You can trace multi-step workflows using the @trace_event decorator and nesting the functions. If a traced function is called inside another traced function, it will automatically appear as a nested child span, as long as it’s executed in the same call context (same thread).

For example:

@trace_event(span_name="extraction")
def extract_info(document):


@trace_event(span_name="summarization")
def summarize_info(document):


@trace_event(span_name="document_processing")
def process_document(document):
    extract_output = extract_info(document)
    summary_output = summarize_info(document)
    return {
        "document": document,
        "extraction_output": extract_output,
        "summary_output": summary_output
    }

This results in the following trace structure:

document_processing
├── extraction
└── summarization

Context manager

To create a trace event without using a decorator (e.g., for a specific piece of code), you can use the context manager:

import uuid

from tracely import init_tracing
from tracely import create_trace_event

init_tracing()

session_id = str(uuid.uuid4())

with create_trace_event("external_span", session_id=session_id) as event:
    event.set_attribute("my-attribute", "value")
    # do work
    event.set_result({"data": "data"})

You can also trace multi-step workflows using context blocks. This gives you fine-grained control — useful when tracing inline code or scripts. For example, you can nest multiple create_trace_event() calls inline inside the same function, using with blocks.
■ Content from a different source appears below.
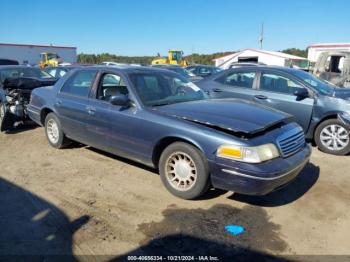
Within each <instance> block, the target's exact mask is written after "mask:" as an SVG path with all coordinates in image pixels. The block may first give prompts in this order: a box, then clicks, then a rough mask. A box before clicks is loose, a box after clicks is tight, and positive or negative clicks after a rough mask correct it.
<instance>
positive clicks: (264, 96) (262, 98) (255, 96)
mask: <svg viewBox="0 0 350 262" xmlns="http://www.w3.org/2000/svg"><path fill="white" fill-rule="evenodd" d="M254 97H255V98H256V99H260V100H266V99H267V96H264V95H256V96H254Z"/></svg>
def process_document(document):
    with create_trace_event("document_processing", document=document):
        with create_trace_event("extraction"):
            ...
        with create_trace_event("summarization"):
            ...

create_trace_event Function Arguments

ParameterDescriptionDefault
nameSpan name.-
parse_outputWhether to parse the result into separate fields for dict, list, or tuple types.True
paramsKey-value parameters to set as attributes.-

event Object Methods

MethodDescription
set_attributeSets a custom attribute for the event.
set_resultSets a result for the event. Only one result can be set per event.

Sessions

If your trace events are created in separate functions or threads you can also pass a shared session_id. In this case traces will be separate but you can view the session in the UI to join them together - e.g. to read the chat conversation.
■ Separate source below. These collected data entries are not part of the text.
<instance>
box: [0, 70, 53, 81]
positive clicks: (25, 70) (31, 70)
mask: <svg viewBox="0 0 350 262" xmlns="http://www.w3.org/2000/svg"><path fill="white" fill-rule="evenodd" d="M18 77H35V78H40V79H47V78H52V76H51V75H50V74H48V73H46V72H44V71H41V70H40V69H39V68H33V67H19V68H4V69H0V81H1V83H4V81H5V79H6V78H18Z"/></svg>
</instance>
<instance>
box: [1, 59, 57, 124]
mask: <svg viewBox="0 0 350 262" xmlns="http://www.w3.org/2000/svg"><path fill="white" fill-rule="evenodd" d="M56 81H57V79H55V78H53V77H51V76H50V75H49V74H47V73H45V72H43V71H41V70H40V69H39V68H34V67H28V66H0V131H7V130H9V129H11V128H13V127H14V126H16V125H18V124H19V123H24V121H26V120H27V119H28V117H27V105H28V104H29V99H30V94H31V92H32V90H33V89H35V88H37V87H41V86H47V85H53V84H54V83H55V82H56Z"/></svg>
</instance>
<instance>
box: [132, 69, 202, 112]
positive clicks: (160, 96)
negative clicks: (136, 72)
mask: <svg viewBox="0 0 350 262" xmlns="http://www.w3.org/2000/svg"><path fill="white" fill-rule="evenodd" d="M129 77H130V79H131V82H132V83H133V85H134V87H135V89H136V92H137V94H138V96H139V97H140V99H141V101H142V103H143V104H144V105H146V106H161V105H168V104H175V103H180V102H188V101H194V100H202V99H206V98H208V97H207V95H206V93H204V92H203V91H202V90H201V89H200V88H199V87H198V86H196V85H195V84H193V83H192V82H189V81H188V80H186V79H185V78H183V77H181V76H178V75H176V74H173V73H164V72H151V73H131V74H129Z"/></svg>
See the example above the “Context Manager” session.

Add event attributes

If you want to add a new attribute to an active event span, you can use get_current_span() to get access to the current span:

import uuid

from tracely import init_tracing
from tracely import create_trace_event
from tracely import get_current_span

init_tracing()

session_id = str(uuid.uuid4())

with create_trace_event("external_span", session_id=session_id):
    span = get_current_span()
    span.set_attribute("my-attribute", "value")
    # do work
    span.set_result({"data": "data"})

get_current_span() Object Methods

MethodDescription
set_attributeAdds a new attribute to the active span.
set_resultSets a result field for the active span. (Has no effect in decorated functions that define return values).
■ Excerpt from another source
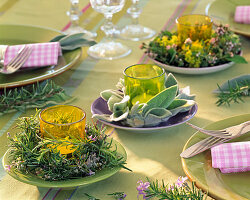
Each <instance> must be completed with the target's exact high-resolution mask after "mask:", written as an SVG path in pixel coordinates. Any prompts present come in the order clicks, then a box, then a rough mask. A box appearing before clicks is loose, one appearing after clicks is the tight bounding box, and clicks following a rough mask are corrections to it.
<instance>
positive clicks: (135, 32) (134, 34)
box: [120, 0, 156, 41]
Connecting event into a trace

Sometimes events happen across different systems, but it’s helpful to link them all into a single trace. You can do this using tracely.bind_to_trace:

@tracely.trace_event()
def process_request(question: str, session_id: str):
    # do work
    return "work done"

# trace id is unique 128-bit integer representing single trace
trace_id = 1234

with tracely.bind_to_trace(trace_id):
    process_request(...)

In this example, instead of creating a new trace ID for each event, all events will be attached to the existing trace with the given trace_id.

In this case you manage the trace_id yourself, so you need to make sure it’s truly unique. If you reuse the same trace_id, all events will be joined, even if they don’t belong together.